Some 50 years ago, members of Congress were forceful and united regarding a desire to clean up and protect the United States’ waterways. Such unity is needed again from a legislative body that too often these days succumbs to division and directionless meandering. Lawmakers must defend and bolster the Clean Water Act, which is being gutted by the Supreme Court.

The law was enacted in 1972, during an era when the nation was finally coming to grips with the environmental degradation wrought by unfettered industrialization. The Clean Air Act was passed in 1963; the National Environmental Policy Act was approved in 1969; and the Environmental Protection Agency was established in 1970.

Events such as a smog disaster that covered New York City and a river that caught fire in Cleveland had starkly demonstrated how industrialization had befouled our environment.

Locally, TV reporter Tom McCall — who later became governor of Oregon and brought national attention to the state’s groundbreaking environmental policies — aired a documentary about the Willamette River called “Pollution in Paradise.” It detailed industrial waste being poured into the water that “churns at river’s bottom, forming into rafts that rise to the surface in sluggish, foul-smelling masses of filth.”

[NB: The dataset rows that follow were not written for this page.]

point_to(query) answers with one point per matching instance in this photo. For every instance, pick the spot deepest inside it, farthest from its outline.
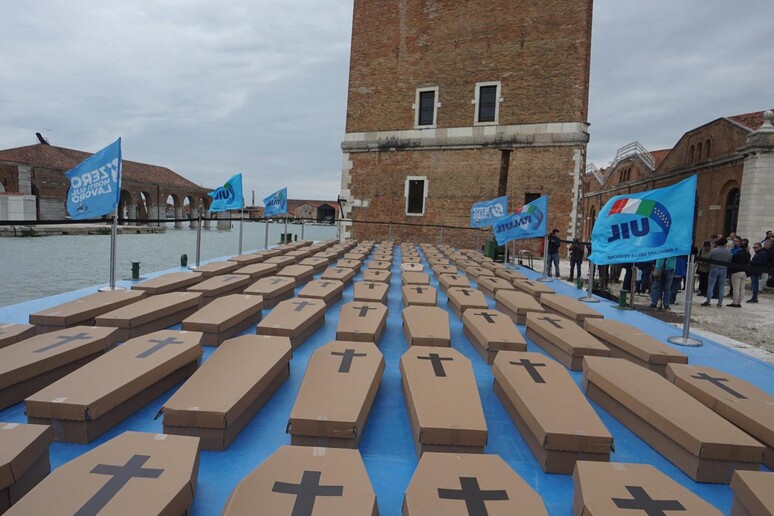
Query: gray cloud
(210, 88)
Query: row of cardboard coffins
(144, 473)
(57, 363)
(706, 447)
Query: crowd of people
(731, 259)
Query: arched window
(732, 211)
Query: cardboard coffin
(34, 363)
(300, 254)
(296, 318)
(225, 317)
(491, 285)
(24, 460)
(443, 269)
(257, 271)
(171, 282)
(509, 274)
(217, 268)
(753, 493)
(93, 399)
(222, 397)
(379, 265)
(491, 331)
(442, 399)
(221, 285)
(349, 264)
(616, 489)
(371, 291)
(272, 289)
(305, 480)
(563, 339)
(412, 267)
(447, 484)
(83, 311)
(336, 395)
(475, 273)
(414, 278)
(13, 333)
(151, 314)
(362, 322)
(447, 281)
(517, 305)
(281, 261)
(247, 259)
(419, 295)
(552, 414)
(330, 291)
(702, 444)
(736, 400)
(570, 308)
(317, 263)
(426, 326)
(635, 345)
(377, 275)
(134, 473)
(300, 273)
(533, 288)
(460, 299)
(342, 274)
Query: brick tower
(452, 102)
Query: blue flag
(228, 196)
(95, 184)
(528, 222)
(485, 214)
(276, 203)
(645, 226)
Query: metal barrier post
(589, 297)
(685, 339)
(198, 244)
(113, 233)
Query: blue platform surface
(386, 446)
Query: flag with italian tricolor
(645, 226)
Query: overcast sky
(209, 89)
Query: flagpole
(241, 223)
(685, 339)
(113, 233)
(545, 278)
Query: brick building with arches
(147, 191)
(733, 158)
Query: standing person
(554, 243)
(663, 273)
(703, 267)
(681, 269)
(576, 257)
(738, 277)
(758, 260)
(717, 274)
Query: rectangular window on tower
(426, 108)
(416, 193)
(487, 101)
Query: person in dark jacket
(576, 257)
(554, 242)
(738, 276)
(758, 260)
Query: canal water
(31, 268)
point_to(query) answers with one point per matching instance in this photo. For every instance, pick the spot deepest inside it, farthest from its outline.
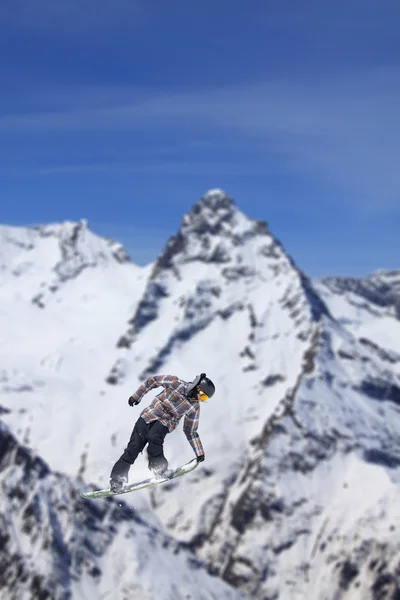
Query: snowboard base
(133, 487)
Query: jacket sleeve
(151, 383)
(190, 426)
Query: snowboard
(133, 487)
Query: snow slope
(55, 545)
(298, 495)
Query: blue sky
(126, 112)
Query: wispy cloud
(75, 17)
(344, 128)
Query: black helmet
(204, 383)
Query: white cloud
(343, 129)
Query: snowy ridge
(56, 545)
(298, 496)
(212, 270)
(75, 247)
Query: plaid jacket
(170, 405)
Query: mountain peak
(209, 232)
(210, 213)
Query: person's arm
(149, 384)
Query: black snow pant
(143, 433)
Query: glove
(132, 401)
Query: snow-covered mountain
(298, 496)
(56, 546)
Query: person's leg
(155, 449)
(136, 444)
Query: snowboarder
(179, 398)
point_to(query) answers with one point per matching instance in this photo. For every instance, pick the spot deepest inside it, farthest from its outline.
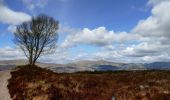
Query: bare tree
(37, 37)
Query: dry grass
(34, 83)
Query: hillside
(35, 83)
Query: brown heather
(35, 83)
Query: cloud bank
(148, 41)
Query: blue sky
(114, 30)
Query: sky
(128, 31)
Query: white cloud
(157, 25)
(9, 53)
(148, 41)
(33, 4)
(155, 2)
(8, 16)
(97, 37)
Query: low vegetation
(34, 83)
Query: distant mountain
(86, 65)
(158, 65)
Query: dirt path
(4, 76)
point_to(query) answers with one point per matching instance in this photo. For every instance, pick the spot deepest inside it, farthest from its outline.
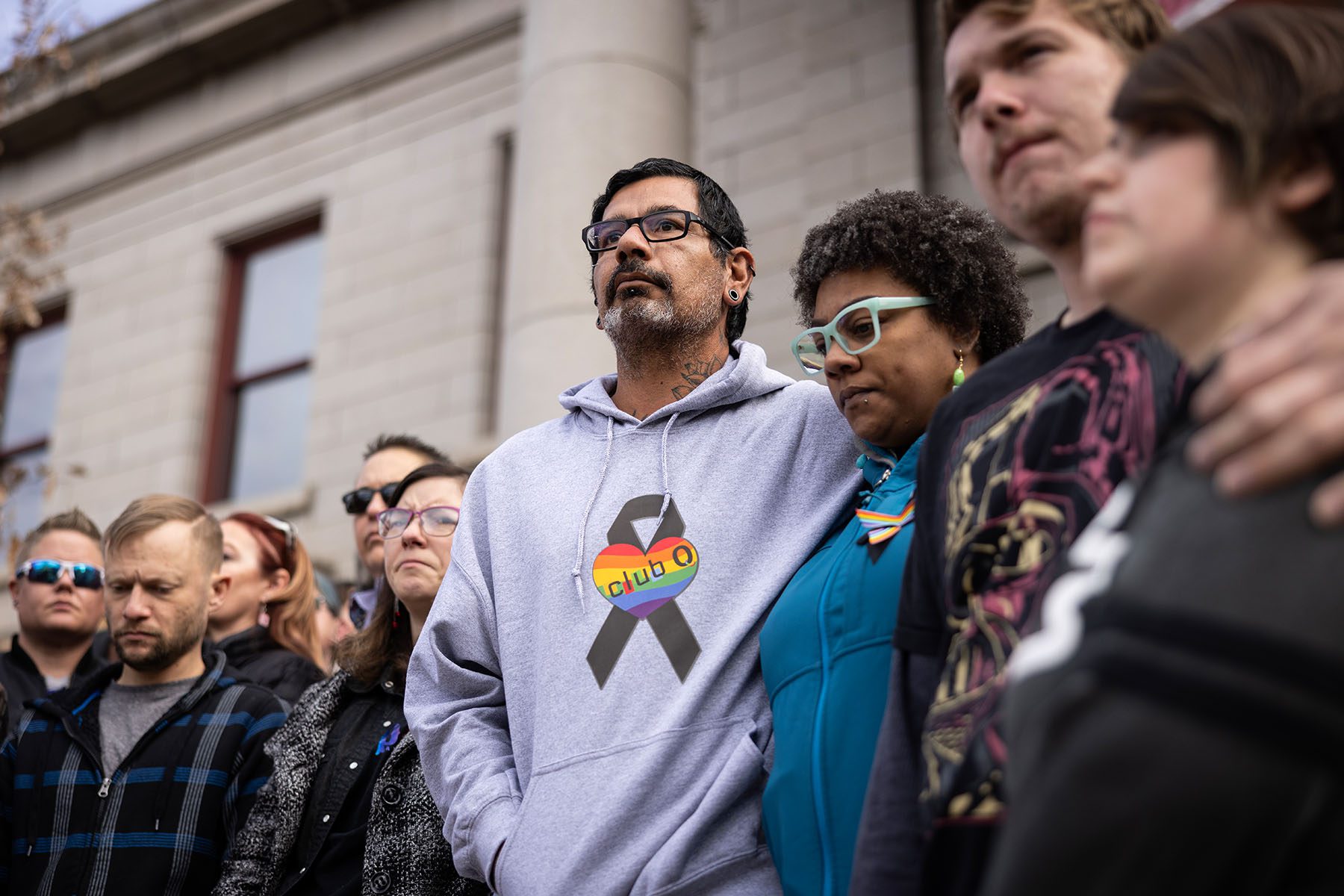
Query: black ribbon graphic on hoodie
(643, 583)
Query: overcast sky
(96, 13)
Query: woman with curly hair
(903, 297)
(265, 623)
(347, 810)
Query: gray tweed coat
(405, 852)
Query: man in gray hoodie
(586, 692)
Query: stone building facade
(292, 225)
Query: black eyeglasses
(436, 520)
(358, 500)
(85, 575)
(658, 227)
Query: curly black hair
(949, 252)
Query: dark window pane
(269, 435)
(279, 323)
(30, 405)
(25, 477)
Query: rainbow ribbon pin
(880, 527)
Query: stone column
(605, 84)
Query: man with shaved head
(136, 781)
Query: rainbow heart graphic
(640, 582)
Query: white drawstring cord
(577, 573)
(667, 492)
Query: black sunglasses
(358, 500)
(658, 227)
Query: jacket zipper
(107, 778)
(818, 791)
(818, 719)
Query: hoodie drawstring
(667, 489)
(577, 573)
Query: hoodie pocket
(638, 817)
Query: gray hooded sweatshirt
(586, 692)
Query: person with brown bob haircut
(1021, 458)
(347, 810)
(1176, 724)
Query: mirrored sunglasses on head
(856, 328)
(436, 520)
(358, 500)
(287, 528)
(85, 575)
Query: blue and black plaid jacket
(161, 824)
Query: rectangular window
(264, 373)
(31, 368)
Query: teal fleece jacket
(826, 652)
(586, 691)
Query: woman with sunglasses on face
(347, 810)
(903, 297)
(267, 625)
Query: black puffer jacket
(261, 660)
(405, 850)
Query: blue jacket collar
(875, 461)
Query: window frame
(226, 388)
(50, 316)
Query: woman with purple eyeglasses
(347, 805)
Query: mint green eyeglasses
(856, 328)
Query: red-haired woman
(265, 623)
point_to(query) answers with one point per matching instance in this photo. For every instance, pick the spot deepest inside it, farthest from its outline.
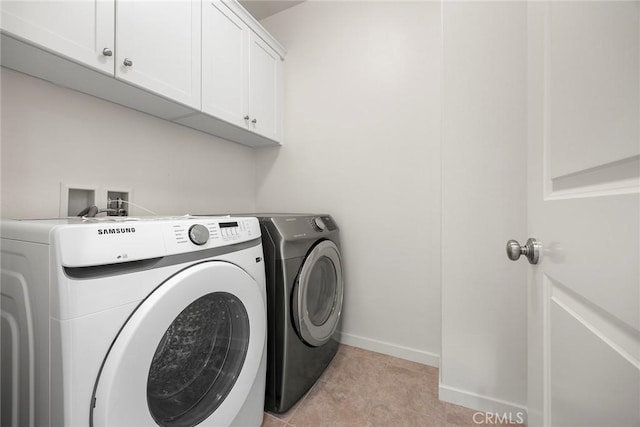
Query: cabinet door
(159, 47)
(225, 64)
(78, 30)
(265, 92)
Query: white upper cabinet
(225, 64)
(158, 47)
(82, 31)
(266, 90)
(242, 73)
(207, 64)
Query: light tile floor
(366, 389)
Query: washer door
(317, 295)
(188, 355)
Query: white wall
(362, 136)
(52, 135)
(484, 166)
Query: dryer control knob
(199, 234)
(318, 224)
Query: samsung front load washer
(305, 289)
(133, 322)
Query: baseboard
(501, 409)
(390, 349)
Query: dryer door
(188, 355)
(318, 294)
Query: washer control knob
(199, 234)
(318, 224)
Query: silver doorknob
(532, 250)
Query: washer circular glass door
(318, 294)
(188, 355)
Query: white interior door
(584, 168)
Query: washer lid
(158, 371)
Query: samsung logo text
(116, 230)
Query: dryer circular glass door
(189, 353)
(318, 293)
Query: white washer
(134, 322)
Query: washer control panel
(198, 234)
(107, 242)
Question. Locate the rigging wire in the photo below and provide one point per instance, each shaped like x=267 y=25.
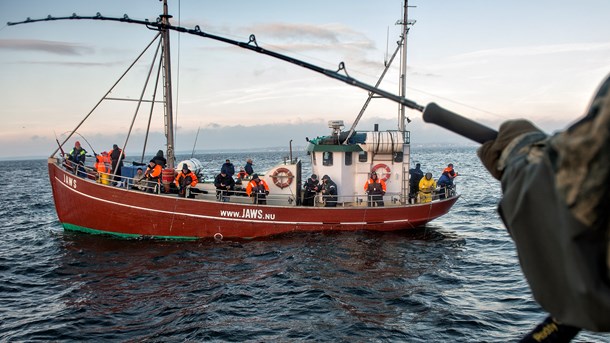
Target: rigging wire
x=135 y=115
x=177 y=79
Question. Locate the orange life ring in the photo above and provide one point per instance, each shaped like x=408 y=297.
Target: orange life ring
x=281 y=174
x=385 y=175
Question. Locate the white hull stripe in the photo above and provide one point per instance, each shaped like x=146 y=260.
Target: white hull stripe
x=245 y=220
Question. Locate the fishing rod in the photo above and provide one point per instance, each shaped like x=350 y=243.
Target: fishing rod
x=432 y=113
x=195 y=144
x=63 y=154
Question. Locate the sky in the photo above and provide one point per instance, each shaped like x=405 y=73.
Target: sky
x=490 y=61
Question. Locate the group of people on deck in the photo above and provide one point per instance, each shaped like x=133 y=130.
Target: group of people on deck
x=226 y=184
x=106 y=163
x=328 y=188
x=422 y=186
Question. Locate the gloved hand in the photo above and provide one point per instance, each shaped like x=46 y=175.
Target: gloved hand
x=489 y=153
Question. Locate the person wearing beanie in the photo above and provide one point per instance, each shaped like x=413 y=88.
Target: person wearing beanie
x=311 y=187
x=184 y=180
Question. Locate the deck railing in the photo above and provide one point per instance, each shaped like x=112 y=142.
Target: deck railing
x=239 y=195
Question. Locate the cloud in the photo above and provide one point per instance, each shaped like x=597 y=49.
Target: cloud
x=52 y=47
x=524 y=51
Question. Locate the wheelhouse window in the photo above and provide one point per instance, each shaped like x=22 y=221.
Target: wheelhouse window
x=327 y=158
x=348 y=158
x=363 y=156
x=398 y=156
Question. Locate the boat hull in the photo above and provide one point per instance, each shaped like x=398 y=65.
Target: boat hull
x=88 y=206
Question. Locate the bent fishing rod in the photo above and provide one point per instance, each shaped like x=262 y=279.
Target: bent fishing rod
x=431 y=113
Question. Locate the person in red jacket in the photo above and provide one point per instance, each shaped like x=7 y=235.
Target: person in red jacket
x=375 y=188
x=258 y=189
x=153 y=176
x=186 y=178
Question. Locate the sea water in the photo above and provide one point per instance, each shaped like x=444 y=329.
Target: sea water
x=456 y=280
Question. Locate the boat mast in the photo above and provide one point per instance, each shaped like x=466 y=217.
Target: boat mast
x=167 y=70
x=403 y=65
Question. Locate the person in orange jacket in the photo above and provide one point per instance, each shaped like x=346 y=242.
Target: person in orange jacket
x=186 y=178
x=100 y=167
x=258 y=189
x=153 y=176
x=375 y=188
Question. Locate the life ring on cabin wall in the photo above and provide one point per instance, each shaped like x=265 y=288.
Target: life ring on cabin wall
x=282 y=177
x=386 y=171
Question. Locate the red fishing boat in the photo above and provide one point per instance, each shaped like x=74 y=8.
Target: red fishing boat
x=86 y=201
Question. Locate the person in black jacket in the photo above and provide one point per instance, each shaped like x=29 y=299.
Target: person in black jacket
x=329 y=189
x=311 y=187
x=224 y=186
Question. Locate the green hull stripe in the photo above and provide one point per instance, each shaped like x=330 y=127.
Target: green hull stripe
x=71 y=227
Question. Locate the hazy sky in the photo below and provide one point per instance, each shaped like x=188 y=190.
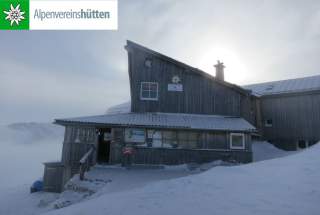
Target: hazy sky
x=51 y=74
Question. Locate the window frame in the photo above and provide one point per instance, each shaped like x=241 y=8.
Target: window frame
x=268 y=124
x=243 y=141
x=141 y=90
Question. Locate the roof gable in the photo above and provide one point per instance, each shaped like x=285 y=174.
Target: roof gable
x=298 y=85
x=132 y=45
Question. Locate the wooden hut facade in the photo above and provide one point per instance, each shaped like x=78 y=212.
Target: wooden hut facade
x=178 y=114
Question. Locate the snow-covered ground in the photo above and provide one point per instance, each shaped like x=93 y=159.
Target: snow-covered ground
x=263 y=150
x=24 y=147
x=288 y=183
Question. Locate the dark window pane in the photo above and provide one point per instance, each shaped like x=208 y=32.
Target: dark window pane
x=153 y=95
x=145 y=94
x=237 y=141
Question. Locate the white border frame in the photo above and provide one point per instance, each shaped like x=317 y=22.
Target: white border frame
x=149 y=99
x=243 y=141
x=268 y=125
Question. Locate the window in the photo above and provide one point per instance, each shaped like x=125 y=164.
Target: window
x=149 y=91
x=268 y=123
x=173 y=139
x=237 y=141
x=148 y=63
x=302 y=144
x=188 y=140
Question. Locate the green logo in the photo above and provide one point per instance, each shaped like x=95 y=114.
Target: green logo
x=14 y=14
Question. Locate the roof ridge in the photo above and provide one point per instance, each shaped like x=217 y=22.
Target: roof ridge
x=281 y=80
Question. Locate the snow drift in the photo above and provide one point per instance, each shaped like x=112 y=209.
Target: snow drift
x=288 y=185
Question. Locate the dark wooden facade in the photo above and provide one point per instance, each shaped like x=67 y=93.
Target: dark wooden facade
x=294 y=117
x=202 y=94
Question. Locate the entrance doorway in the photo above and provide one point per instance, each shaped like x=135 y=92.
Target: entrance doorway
x=104 y=140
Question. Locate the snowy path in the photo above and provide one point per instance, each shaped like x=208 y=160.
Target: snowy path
x=284 y=186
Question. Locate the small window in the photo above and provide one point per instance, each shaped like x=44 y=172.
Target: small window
x=148 y=63
x=268 y=123
x=149 y=91
x=237 y=141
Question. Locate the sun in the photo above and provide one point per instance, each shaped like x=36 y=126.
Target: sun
x=235 y=71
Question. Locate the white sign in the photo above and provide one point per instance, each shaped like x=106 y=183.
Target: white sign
x=133 y=135
x=175 y=87
x=74 y=15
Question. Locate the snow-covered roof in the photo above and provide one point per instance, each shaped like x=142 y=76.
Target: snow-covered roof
x=286 y=86
x=165 y=120
x=120 y=108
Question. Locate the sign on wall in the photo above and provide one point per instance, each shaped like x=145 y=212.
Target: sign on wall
x=175 y=87
x=134 y=135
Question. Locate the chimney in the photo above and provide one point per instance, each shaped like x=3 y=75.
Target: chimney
x=219 y=71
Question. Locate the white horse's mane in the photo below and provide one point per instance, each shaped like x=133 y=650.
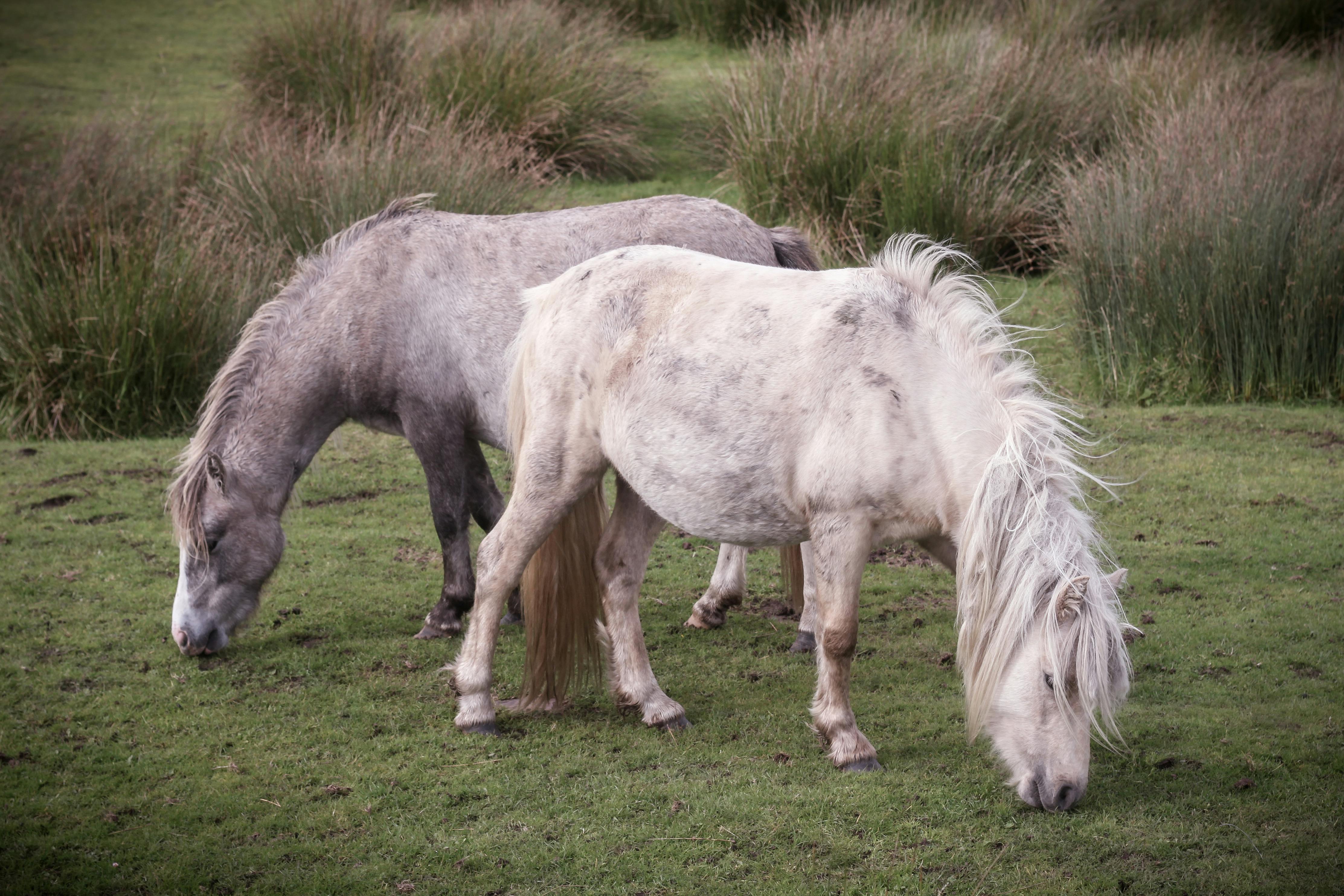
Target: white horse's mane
x=226 y=400
x=1027 y=535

Congress approved the Clean Water Act in 1972. The final bill passed the Senate in a 74-0 vote and the House in a 366-11 vote. President Richard Nixon vetoed the legislation, but Congress overrode that veto with overwhelming majorities in both chambers.

The reason was clear, as articulated by Sen. Howard Baker, R-Tenn.: “As I have talked with thousands of Tennesseans, I have found that the kind of natural environment we bequeath to our children and grandchildren is of paramount importance. If we cannot swim in our lakes and rivers, if we cannot breathe the air God has given us, what other comforts can life offer us?”

The Clean Water Act is clear about the scope of those comforts, expressly applying it to all “waters of the United States.” In a unanimous 1985 Supreme Court decision, Justice Byron White wrote: “It may appear unreasonable to classify ‘lands’ wet or otherwise as ‘waters,’ ” but “such a simplistic response … does justice neither to the problem faced by the (government) nor to the realities of the problem of water pollution that the Clean Water Act was intended to combat.”

But a new Supreme Court is actively undermining those combat efforts. By a 5-4 majority in Sackett v. Environmental Protection Agency, the court last week rolled back protections for wetlands and determined that the EPA’s definition was too broad. Under the court’s view, dumping pollution requires a permit only for waters that are “relatively permanent, standing or continuously flowing bodies of water … ‘streams … oceans, rivers, and lakes.’”

The problem with that reasoning is obvious. Pollution dumped into a wetland does not remain there; it is not static. Pollution affects wildlife habitat and finds its way into larger bodies of water, crossing county lines and state lines and reaching people who are far from the emitter. In a dissenting opinion, Justice Elena Kagan wrote that the ruling, “prevents the EPA from keeping our country’s waters clean by regulating adjacent wetlands.”

Members of Congress must respond with the resolve demonstrated by their predecessors. They must pass legislation to keep pollution out of our nation’s waterways, lest the Supreme Court return us to an era of environmental degradation.